Криворожское знамя | страница 8



Брозовский все это хорошо помнил. Ясно стоял перед его глазами и тот августовский день девятьсот четырнадцатого года, когда его забрали на фронт.

Жена молча смотрела на него опухшими от слез глазами. Она не пошла с ним на вокзал и сыновьям тоже не разрешила проводить отца.

— Какое нам дело до этой войны! — крикнула она.

В тот самый день, когда Брозовского засыпало в окопе, его старший сын стал тягалем. Помимо старинного права чеканить талеры, владельцы рудников имели право на шахтерских сыновей. Не штейгер ли Бартель задал ему тогда традиционный вопрос? Впрочем, нет, — того звали иначе, но он вполне мог бы называться и Бартелем.

— Ну-с, скоро ты приведешь своего парня, Брозовский, ему ведь уже четырнадцать и он крепыш?

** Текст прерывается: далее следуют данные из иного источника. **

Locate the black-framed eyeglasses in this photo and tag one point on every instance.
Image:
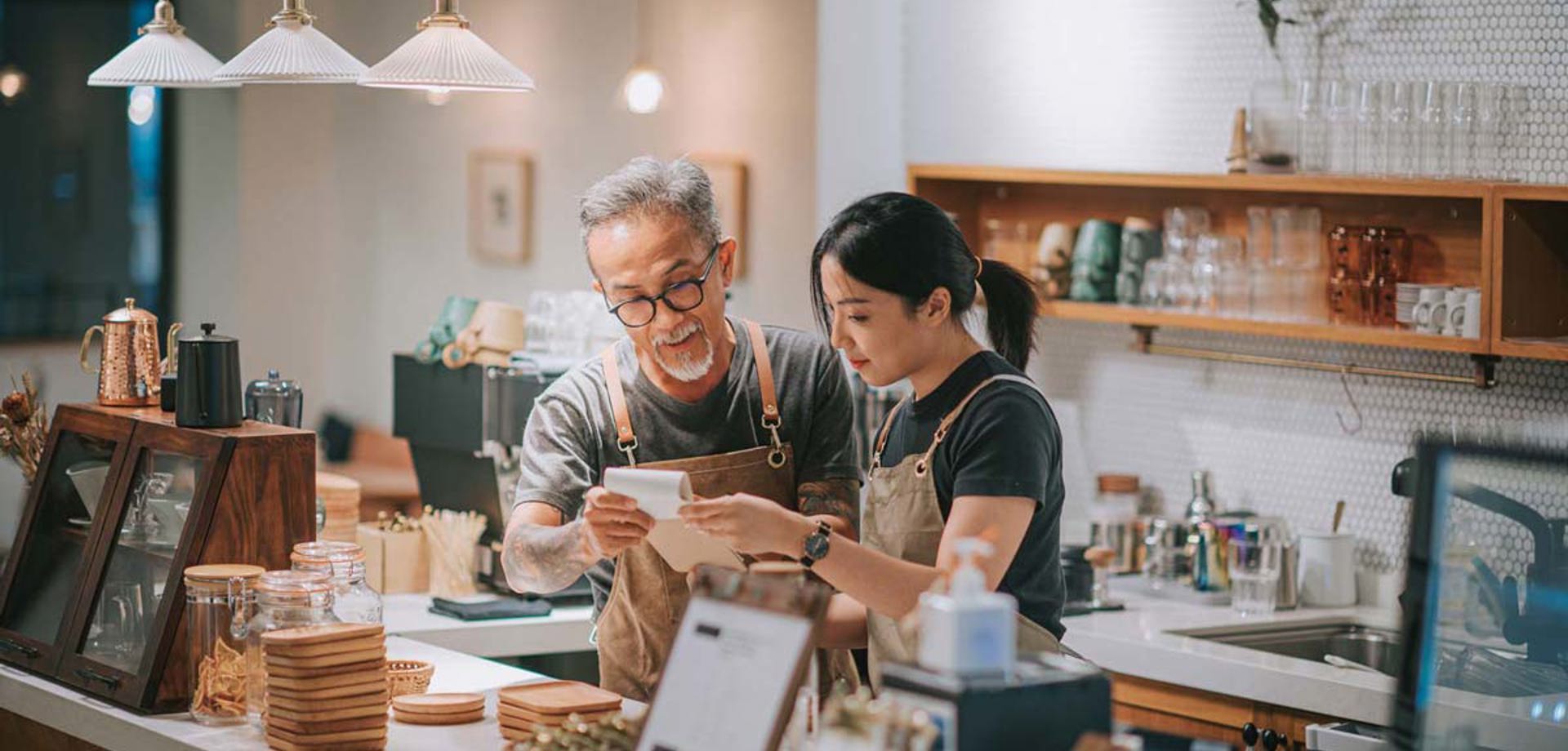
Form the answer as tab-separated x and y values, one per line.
679	296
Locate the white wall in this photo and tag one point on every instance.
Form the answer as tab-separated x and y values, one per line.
352	221
325	224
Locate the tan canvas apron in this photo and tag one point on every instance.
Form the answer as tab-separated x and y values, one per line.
901	516
648	598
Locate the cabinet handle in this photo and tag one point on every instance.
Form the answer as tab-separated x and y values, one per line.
13	647
1249	735
91	674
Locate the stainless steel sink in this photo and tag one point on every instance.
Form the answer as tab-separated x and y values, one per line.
1374	648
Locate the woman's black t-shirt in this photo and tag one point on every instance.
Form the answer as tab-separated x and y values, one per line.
1005	442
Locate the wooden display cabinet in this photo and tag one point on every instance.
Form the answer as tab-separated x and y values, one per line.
93	593
1509	240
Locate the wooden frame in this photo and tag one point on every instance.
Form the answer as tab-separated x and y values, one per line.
501	206
137	687
731	195
16	648
1463	228
255	499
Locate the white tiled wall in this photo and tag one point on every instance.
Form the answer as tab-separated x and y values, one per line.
1152	85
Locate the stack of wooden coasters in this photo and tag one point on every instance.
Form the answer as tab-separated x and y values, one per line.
327	687
438	708
550	703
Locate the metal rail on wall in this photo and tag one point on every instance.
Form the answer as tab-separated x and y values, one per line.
1484	376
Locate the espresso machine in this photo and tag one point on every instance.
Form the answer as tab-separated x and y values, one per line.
465	432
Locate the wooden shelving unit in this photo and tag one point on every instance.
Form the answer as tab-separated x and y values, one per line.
1510	240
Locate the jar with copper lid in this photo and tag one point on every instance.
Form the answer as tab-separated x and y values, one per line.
218	606
284	599
1116	524
345	565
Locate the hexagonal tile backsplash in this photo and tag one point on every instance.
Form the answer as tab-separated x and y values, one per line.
1150	85
1290	442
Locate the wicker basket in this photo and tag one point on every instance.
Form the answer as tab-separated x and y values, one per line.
408	676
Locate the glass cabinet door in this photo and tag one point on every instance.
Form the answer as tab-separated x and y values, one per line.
44	574
136	577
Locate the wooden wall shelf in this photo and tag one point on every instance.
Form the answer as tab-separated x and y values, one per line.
1508	238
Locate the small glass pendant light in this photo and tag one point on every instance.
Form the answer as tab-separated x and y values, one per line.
444	56
292	51
162	57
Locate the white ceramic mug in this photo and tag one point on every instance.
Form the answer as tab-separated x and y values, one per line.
1431	311
1452	323
1471	328
1327	573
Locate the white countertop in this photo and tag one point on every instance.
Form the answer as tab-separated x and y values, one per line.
1138	642
109	727
565	629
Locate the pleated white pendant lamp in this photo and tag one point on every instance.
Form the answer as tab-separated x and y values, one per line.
292	51
444	56
162	57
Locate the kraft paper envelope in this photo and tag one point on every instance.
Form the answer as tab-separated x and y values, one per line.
661	494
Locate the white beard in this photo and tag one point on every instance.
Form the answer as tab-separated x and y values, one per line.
688	367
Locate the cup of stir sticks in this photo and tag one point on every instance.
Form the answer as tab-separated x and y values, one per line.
452	536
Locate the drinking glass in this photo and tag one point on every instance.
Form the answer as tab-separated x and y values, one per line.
1341	109
1254	575
1399	129
1432	131
1517	105
1487	146
1370	129
1459	104
1298	257
1312	127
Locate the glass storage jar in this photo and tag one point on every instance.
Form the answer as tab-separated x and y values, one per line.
284	599
344	563
218	606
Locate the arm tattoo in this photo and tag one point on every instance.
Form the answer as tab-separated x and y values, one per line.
833	497
546	558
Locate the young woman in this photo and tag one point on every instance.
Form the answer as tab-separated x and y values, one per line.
974	454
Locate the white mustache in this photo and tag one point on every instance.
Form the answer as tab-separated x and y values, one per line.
678	335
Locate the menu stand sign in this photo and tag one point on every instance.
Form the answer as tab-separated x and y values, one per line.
736	665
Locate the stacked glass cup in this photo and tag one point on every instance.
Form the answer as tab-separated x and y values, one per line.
1467	131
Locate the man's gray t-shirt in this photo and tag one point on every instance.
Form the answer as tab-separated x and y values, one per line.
569	439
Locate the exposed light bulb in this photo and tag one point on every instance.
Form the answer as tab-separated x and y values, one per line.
644	90
13	82
143	100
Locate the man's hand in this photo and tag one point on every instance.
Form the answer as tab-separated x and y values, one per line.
750	524
613	522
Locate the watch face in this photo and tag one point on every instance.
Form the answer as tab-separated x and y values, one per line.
817	546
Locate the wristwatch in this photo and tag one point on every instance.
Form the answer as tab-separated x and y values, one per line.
816	546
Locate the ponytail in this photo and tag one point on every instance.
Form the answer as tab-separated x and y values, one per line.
908	247
1010	311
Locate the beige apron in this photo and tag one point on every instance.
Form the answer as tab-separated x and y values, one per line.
901	516
648	598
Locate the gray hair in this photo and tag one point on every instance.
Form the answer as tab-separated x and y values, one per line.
647	187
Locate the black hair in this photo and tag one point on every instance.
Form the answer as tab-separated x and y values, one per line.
908	247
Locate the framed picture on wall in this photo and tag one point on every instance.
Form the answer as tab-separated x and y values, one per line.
501	206
729	190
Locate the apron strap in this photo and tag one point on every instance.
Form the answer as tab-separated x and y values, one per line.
882	434
626	439
921	468
770	402
623	419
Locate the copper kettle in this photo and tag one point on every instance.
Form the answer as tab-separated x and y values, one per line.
129	367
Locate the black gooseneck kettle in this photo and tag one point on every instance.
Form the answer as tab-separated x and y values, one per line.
209	393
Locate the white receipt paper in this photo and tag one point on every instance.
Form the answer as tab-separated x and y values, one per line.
661	493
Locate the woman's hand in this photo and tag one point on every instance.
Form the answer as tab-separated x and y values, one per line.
750	524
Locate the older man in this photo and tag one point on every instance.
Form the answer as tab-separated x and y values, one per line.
742	408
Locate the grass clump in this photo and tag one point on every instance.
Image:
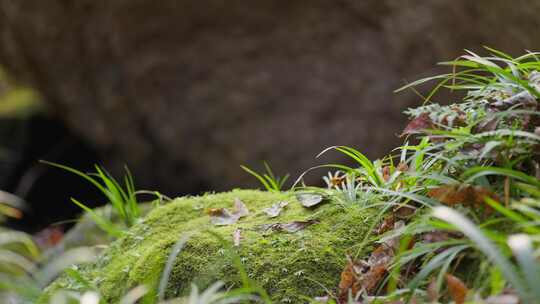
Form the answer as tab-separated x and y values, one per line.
287	265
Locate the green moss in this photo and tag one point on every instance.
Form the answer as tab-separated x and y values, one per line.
287	265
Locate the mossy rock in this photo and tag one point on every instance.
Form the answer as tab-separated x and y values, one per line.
288	265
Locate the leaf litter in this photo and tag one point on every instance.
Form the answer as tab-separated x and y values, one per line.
223	217
309	200
275	209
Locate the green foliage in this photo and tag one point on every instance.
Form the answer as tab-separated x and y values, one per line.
123	200
268	179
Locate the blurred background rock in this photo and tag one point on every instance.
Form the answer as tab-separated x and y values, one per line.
183	92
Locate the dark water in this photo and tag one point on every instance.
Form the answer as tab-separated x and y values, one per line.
46	190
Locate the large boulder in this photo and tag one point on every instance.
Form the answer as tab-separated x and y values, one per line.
287	265
185	91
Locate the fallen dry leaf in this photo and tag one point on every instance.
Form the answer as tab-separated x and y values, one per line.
240	208
275	209
309	200
49	237
439	236
502	299
462	194
291	227
365	276
458	289
237	235
418	124
432	292
386	173
222	216
386	225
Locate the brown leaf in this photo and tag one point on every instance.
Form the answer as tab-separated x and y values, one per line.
291	227
240	208
458	289
402	167
386	173
461	194
386	225
503	299
348	281
418	124
432	292
49	237
237	235
438	236
309	200
222	216
275	209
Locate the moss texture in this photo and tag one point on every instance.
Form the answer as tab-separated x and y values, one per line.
288	265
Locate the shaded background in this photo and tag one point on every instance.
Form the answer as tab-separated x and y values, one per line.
185	91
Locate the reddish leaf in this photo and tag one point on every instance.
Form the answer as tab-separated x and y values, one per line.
458	289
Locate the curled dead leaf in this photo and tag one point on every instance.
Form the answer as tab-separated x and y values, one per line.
222	216
275	209
309	200
462	194
291	227
458	289
502	299
386	225
237	235
418	124
365	276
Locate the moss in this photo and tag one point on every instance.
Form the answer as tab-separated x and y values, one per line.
287	265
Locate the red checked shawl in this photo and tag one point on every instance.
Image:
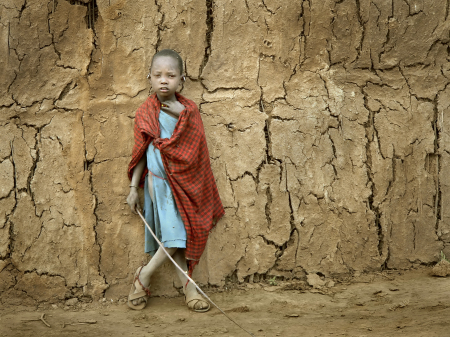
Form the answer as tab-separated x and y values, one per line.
186	161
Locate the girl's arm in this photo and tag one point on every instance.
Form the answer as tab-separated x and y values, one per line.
133	197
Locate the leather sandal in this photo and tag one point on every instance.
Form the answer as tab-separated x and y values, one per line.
144	293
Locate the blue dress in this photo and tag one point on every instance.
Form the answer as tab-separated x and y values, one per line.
162	213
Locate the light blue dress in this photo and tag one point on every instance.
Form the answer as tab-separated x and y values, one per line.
162	213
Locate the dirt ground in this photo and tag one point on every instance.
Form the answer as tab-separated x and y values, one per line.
391	303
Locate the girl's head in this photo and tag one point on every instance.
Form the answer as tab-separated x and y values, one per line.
166	73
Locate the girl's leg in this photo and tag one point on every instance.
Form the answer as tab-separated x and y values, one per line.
147	271
190	290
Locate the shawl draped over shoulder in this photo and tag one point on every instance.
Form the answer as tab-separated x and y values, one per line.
186	161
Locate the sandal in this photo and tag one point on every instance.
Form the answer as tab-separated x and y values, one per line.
144	293
193	301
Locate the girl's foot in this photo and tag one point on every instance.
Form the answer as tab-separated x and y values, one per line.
194	300
139	294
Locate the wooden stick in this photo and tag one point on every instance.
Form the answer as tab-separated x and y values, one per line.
190	279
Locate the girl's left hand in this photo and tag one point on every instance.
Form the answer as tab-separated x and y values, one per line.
173	108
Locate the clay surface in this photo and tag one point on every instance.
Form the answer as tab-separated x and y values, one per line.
327	125
377	305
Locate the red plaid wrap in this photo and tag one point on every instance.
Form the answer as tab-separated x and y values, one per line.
186	161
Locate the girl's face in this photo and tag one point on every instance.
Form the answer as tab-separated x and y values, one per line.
165	77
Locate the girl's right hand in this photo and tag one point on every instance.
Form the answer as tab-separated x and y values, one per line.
133	200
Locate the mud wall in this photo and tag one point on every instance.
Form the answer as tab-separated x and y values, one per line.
327	124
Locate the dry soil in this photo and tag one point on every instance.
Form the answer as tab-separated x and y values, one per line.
391	303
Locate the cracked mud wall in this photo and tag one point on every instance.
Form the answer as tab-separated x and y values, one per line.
327	126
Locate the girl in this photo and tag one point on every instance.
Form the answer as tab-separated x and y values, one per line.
171	161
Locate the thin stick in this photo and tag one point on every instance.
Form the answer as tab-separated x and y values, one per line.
190	279
43	320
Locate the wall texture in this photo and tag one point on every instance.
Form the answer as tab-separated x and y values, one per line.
327	124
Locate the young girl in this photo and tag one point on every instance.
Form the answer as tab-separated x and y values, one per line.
171	161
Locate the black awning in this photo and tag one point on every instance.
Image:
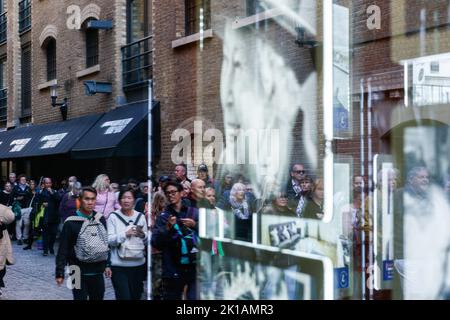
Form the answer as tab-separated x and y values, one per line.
120	132
47	139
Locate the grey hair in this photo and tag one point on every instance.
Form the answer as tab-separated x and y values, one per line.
415	171
237	187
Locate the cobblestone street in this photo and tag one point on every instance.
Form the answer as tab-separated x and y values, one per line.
32	278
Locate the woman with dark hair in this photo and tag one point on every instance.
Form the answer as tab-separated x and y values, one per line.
242	207
127	234
158	204
224	184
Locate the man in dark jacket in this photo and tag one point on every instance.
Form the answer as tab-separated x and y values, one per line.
172	226
22	194
92	284
49	198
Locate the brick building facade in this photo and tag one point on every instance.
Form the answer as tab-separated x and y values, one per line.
66	44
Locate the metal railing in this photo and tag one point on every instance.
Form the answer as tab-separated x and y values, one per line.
425	95
24	15
3	27
137	62
3	104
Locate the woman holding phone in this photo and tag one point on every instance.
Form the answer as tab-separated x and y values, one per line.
127	235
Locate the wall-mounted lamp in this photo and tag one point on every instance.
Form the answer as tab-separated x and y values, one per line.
63	106
302	40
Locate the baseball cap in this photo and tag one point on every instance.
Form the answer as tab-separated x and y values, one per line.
164	178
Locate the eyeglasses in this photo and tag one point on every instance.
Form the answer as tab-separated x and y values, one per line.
170	193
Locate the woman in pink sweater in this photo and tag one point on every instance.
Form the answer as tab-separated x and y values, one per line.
106	198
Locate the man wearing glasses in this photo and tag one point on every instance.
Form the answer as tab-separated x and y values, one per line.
294	188
175	229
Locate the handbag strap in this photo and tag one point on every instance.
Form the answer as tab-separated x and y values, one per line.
124	221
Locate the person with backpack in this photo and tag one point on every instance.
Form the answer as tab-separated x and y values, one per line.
84	247
127	235
175	234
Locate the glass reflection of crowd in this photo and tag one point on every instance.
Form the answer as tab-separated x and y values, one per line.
301	196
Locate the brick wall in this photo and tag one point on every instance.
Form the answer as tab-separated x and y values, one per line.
49	18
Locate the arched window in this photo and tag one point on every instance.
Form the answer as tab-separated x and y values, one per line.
92	43
51	59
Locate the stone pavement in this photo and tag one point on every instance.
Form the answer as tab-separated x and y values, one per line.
32	278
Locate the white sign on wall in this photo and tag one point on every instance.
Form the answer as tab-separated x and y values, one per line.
116	126
19	144
52	141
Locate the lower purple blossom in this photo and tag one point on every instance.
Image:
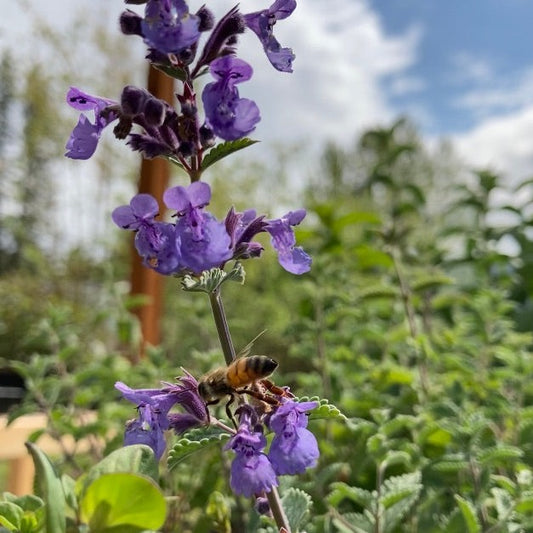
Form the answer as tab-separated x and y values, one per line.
251	470
294	448
153	406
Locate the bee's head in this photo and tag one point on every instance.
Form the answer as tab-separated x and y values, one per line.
204	391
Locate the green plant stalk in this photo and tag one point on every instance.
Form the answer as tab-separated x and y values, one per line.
277	511
228	349
222	326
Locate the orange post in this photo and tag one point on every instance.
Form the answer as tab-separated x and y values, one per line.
153	180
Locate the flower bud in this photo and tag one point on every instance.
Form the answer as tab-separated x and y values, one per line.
130	23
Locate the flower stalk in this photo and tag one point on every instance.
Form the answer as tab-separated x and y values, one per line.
221	322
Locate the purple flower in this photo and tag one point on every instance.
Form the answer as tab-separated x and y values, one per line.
168	27
141	212
153	408
204	246
155	241
294	448
251	471
85	135
203	241
229	116
291	257
262	24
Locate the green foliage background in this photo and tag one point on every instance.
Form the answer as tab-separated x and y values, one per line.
415	324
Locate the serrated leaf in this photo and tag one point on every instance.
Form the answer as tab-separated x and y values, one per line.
223	150
468	512
296	503
50	490
324	410
499	454
431	282
123	502
10	516
195	441
135	459
354	523
525	504
341	491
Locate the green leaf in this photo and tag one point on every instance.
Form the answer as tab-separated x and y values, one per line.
193	442
354	523
499	454
225	149
50	489
341	491
296	503
10	515
123	502
324	410
469	514
136	459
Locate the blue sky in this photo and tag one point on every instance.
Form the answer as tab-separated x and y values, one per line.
466	49
462	69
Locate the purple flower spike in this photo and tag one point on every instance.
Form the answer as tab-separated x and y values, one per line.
168	27
262	24
229	116
84	137
205	246
294	448
153	407
291	257
141	211
251	471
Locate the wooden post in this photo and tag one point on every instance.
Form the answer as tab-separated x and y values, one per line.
153	180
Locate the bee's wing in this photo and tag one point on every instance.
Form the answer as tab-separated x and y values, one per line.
245	352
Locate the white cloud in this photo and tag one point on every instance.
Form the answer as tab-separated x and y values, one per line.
501	94
502	143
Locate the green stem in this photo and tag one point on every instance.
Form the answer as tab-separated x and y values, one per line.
277	511
228	349
221	323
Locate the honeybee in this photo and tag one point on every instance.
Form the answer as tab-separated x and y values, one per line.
246	375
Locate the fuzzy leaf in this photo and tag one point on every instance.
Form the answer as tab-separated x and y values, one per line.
222	150
137	459
50	490
469	514
123	502
354	523
323	410
296	503
499	454
341	491
10	516
194	441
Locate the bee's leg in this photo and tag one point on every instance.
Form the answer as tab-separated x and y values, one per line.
274	389
260	396
228	411
212	402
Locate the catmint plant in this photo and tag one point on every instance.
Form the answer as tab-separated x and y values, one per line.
194	245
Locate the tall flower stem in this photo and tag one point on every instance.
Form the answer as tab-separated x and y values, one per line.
228	349
277	510
221	323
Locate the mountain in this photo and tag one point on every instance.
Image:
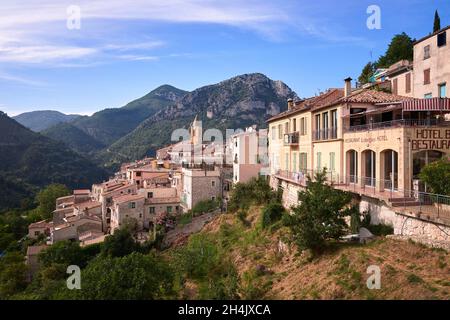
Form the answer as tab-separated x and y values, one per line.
234	103
41	120
74	138
106	126
29	161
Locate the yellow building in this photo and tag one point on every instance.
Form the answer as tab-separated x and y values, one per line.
369	141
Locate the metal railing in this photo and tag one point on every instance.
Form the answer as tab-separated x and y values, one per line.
301	177
291	138
421	204
325	134
397	123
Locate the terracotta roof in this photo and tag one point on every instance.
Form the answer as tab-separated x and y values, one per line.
81	192
34	250
312	103
162	200
372	96
39	224
126	186
431	35
128	197
88	205
80	217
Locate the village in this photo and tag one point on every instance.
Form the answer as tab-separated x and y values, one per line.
373	141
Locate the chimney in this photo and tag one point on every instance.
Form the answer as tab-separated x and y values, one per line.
290	103
348	86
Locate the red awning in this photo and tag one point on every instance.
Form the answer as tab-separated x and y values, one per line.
433	104
378	110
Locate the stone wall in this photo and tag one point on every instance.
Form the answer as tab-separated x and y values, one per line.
405	226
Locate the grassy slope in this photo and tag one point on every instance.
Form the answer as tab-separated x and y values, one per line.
408	270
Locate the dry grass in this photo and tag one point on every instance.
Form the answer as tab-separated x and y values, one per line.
408	270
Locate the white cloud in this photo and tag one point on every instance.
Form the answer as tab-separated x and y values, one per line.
34	31
12	78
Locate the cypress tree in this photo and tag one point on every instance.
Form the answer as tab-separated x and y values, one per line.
437	22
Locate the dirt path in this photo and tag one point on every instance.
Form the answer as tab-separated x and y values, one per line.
183	232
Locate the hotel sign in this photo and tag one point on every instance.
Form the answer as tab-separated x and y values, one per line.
366	139
427	139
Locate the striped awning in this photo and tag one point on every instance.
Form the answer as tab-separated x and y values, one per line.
433	104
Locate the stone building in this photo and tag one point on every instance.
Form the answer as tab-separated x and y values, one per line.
200	183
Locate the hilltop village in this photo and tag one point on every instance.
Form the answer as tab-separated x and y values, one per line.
372	140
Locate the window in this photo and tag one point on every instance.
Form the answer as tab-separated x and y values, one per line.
442	39
303	165
426	76
319	160
294	161
286	161
426	52
408	83
332	161
395	86
442	90
318	126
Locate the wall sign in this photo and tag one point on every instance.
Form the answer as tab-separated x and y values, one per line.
428	139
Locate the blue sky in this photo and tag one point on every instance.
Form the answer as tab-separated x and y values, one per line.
126	48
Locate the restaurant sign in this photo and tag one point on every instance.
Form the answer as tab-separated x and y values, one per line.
428	139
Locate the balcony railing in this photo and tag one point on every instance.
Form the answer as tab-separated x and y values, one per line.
291	139
397	123
301	177
325	134
422	204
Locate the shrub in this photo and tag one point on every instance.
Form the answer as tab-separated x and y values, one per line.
320	215
271	214
255	192
205	206
437	176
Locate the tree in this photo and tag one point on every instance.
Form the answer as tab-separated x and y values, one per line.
400	48
13	274
256	191
133	277
437	22
437	176
63	252
47	197
120	244
271	213
366	73
321	214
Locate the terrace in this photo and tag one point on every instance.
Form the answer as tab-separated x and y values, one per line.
410	113
424	205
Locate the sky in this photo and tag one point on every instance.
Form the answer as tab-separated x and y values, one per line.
81	56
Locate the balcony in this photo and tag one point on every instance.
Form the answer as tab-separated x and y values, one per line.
291	139
325	134
397	124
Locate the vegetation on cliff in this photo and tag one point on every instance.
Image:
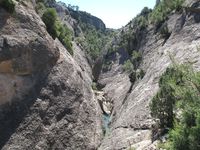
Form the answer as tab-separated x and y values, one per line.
8	5
54	26
176	105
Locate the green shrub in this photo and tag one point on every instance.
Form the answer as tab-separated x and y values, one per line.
8	5
136	58
50	19
65	37
128	66
57	30
162	10
164	31
178	101
40	8
94	86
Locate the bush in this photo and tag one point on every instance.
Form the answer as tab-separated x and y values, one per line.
128	66
162	10
178	101
136	58
56	29
8	5
65	37
164	31
40	8
50	19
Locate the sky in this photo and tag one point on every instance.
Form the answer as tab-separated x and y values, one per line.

Он не привел его, — мальчика отдали в обучение к каретнику. Но спустя несколько месяцев мастера призвали, и учению настал конец. Пришлось пареньку, как в свое время и его отцу, возить медистый сланец. Война требовала меди — много, очень много меди.

Как раз в этой шахте, там, дальше, в глубине штрека, на шестом горизонте, мальчик выдержал свой «экзамен»…

Брозовский вздохнул, от воспоминаний его бросило в жар. Он снял каску и достал из нее письмо.

Вот оно, его послание! Плод горького опыта.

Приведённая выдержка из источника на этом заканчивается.